Il mondo che abitiamo, dal momento che è sempre più dinamico e visibile, pare in buona parte essersi liberato dalle schematizzazioni del bianco e del nero: le diversità sfumano, perciò è difficile professare un’appartenenza statica a una parte o all’altra del campo, è improbabile definire e conoscere passando per le differenze specifiche. È un proliferare di ponti, di attracchi, di teletrasporti e di terre di mezzo. Non è solo un fatto di complessità e di rapidità, però, è soprattutto un fatto di sguardo: se ci figuriamo il movimento della conoscenza in forma di una coreografia, possiamo riconoscere che la discesa dall’alto verso il basso, il contrappunto, non appartiene più al nostro gusto e viene soppiantata dal balletto orizzontale, è lo schema proprio di ogni fenomeno emergente, quello dello stormo o del branco, dove la direzione è decisa da un impercettibile primo cambio di passo, e poi come fa una “così fan tutte”. Questo cambio di tecnica coreografica porta a compimento premesse ormai antiche due secoli: la responsabilità delle definizioni non è più elitaria, ma è mobile, condivisa, provvisoria – vedi Wikipedia –, e niente sta fermo.
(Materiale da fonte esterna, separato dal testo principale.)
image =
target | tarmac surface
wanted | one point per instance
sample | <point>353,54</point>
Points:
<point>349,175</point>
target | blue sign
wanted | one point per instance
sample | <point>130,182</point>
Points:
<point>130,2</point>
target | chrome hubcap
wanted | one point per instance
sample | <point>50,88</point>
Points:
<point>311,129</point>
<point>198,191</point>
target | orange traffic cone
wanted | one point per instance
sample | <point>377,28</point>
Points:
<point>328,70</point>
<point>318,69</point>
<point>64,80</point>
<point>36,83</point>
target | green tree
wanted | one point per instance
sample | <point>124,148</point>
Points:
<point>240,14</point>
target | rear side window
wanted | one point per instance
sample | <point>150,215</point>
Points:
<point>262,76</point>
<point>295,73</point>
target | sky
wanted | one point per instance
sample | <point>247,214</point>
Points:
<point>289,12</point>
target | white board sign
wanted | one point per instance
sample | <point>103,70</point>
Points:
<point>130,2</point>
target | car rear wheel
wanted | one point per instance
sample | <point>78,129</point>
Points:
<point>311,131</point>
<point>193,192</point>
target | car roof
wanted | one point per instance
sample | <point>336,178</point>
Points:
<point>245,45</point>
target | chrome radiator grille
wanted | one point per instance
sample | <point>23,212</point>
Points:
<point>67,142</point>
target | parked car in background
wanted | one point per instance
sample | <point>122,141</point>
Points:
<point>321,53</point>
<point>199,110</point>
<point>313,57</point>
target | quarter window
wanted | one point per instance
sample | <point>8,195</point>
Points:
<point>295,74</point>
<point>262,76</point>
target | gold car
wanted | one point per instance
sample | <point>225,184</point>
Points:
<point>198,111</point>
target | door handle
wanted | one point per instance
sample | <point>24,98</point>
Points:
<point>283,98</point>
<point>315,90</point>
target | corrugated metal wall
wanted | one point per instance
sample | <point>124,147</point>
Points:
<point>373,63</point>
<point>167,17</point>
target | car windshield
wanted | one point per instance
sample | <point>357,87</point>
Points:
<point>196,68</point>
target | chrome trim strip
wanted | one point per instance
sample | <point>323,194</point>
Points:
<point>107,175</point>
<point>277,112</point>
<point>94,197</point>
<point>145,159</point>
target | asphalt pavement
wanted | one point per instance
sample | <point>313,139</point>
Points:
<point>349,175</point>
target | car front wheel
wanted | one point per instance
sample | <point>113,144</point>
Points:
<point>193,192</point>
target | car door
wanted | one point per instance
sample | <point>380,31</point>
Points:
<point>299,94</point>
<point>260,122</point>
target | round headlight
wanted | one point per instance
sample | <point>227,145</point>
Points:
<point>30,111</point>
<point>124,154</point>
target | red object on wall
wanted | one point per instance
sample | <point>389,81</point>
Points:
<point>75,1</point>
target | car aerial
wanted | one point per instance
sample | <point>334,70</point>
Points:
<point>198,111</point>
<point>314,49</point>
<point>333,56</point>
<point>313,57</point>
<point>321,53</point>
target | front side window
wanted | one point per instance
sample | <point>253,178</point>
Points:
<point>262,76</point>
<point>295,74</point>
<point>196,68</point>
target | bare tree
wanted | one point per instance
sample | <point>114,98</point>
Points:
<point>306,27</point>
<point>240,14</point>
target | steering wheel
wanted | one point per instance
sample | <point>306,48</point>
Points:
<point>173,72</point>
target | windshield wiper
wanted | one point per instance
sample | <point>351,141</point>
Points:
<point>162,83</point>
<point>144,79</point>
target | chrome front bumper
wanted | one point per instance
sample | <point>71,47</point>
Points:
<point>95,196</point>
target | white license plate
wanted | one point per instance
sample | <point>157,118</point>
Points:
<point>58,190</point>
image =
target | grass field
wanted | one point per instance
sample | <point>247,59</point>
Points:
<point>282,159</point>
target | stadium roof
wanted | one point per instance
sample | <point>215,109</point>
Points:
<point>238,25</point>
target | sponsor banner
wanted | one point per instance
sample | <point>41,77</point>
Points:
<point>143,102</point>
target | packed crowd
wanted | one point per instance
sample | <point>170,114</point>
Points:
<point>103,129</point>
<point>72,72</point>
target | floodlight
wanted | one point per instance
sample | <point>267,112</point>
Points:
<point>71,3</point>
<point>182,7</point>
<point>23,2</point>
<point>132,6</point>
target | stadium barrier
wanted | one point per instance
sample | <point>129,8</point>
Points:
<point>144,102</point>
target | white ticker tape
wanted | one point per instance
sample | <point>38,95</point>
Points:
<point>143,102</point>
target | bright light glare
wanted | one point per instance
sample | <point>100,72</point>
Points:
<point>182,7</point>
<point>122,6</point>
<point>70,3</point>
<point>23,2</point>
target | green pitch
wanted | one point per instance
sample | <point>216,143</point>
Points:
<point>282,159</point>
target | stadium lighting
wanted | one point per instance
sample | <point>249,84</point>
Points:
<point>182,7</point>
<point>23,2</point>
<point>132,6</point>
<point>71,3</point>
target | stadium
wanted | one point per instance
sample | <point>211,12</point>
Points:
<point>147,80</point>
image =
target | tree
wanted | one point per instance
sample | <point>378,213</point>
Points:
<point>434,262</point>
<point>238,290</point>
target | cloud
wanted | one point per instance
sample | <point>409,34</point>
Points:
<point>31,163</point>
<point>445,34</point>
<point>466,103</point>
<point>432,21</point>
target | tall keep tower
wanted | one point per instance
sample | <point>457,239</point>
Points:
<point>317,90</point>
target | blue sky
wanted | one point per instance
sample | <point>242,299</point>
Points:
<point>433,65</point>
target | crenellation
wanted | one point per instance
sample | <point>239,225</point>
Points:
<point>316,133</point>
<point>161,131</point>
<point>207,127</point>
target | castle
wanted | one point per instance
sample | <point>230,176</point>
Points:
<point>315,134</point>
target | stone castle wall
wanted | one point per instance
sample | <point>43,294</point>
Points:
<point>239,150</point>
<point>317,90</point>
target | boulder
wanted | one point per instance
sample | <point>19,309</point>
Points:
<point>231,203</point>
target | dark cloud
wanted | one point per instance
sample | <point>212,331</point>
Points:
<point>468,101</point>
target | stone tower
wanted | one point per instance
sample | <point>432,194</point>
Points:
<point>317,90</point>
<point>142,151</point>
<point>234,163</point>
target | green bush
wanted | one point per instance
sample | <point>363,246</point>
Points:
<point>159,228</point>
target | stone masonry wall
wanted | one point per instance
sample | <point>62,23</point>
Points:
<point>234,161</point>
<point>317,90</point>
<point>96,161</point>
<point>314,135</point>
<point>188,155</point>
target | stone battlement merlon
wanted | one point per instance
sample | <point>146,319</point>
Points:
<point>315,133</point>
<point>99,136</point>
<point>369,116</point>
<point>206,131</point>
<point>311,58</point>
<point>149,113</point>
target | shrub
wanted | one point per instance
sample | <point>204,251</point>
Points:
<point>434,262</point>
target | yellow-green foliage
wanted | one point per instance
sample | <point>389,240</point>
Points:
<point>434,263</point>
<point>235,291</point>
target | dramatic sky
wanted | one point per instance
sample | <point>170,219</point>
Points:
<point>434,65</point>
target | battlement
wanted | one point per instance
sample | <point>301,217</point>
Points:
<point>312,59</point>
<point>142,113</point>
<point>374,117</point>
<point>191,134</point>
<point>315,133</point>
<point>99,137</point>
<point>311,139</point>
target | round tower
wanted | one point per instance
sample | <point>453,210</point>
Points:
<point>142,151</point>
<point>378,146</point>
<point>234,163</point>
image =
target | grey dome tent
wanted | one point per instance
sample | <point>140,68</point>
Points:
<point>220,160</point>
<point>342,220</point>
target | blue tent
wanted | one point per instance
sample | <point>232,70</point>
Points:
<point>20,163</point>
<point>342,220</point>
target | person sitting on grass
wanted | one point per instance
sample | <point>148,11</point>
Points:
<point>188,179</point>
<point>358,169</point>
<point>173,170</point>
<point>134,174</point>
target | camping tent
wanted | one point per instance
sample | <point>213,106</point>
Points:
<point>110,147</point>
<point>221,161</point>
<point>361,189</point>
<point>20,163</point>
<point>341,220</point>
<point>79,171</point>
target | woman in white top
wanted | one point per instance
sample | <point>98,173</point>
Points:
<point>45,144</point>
Allora, parlare del kitsch e della sua faglia attiva è un altro modo per raccontare l’avvento della strategia più diffusa per conoscere oggi, quello dell’“uomo ammobiliato” di Walter Benjamin. Qui le forme del passato non sono comprese e metabolizzate da noi in virtù del loro contrasto, ma vengono giustapposte, possedute, e infine esposte in una riserva naturale, e nervosa: posti in cui il significato e l’anima hanno un ruolo piuttosto marginale, ma se non altro si guadagna in leggerezza (lo spiega bene Milena Jesenská) e in vascolarizzazione. Non saliamo sulle spalle dei giganti, ma siamo nani e siamo ovunque, il che ci consente di osservare comunque tutto, ma nei termini di una collezione di punti di vista, senza più affidarci allo sguardo di un narratore onnisciente. Dunque, kitsch, in un certo senso, potrebbe essere diventata la nostra tattica di ultima generazione – non dialettica, ma comparativa – per figurarci il senso e le cose, per incorporazione immediata del contenuto nel contenitore. Uno stile galleria. E così il kitsch, diventato in qualche misura trascendentale, sarebbe sempre più invisibile nella sua forma a posteriori: in compenso, però, è dentro di noi.

Per questa e molte altre ragioni era assolutamente necessario parlare del kitsch come di una creatura vivente che respira e si protende finché c’è luce, modificando silenziosamente o meno il mondo che la circonda. E così è stato fatto. In un rispettoso e grande tentativo di cattura, compresa quella fotografica: nell’album su commissione figurano quadri da motel, scatole vuote, composizioni di soprammobili di cattivo gusto, vetrine in disuso e zoom di scritte al neon.

Aperto e sensibile è l’albero. Così ogni buona antologia dovrebbe fare lo sforzo di tenere vivi i suoi fiori.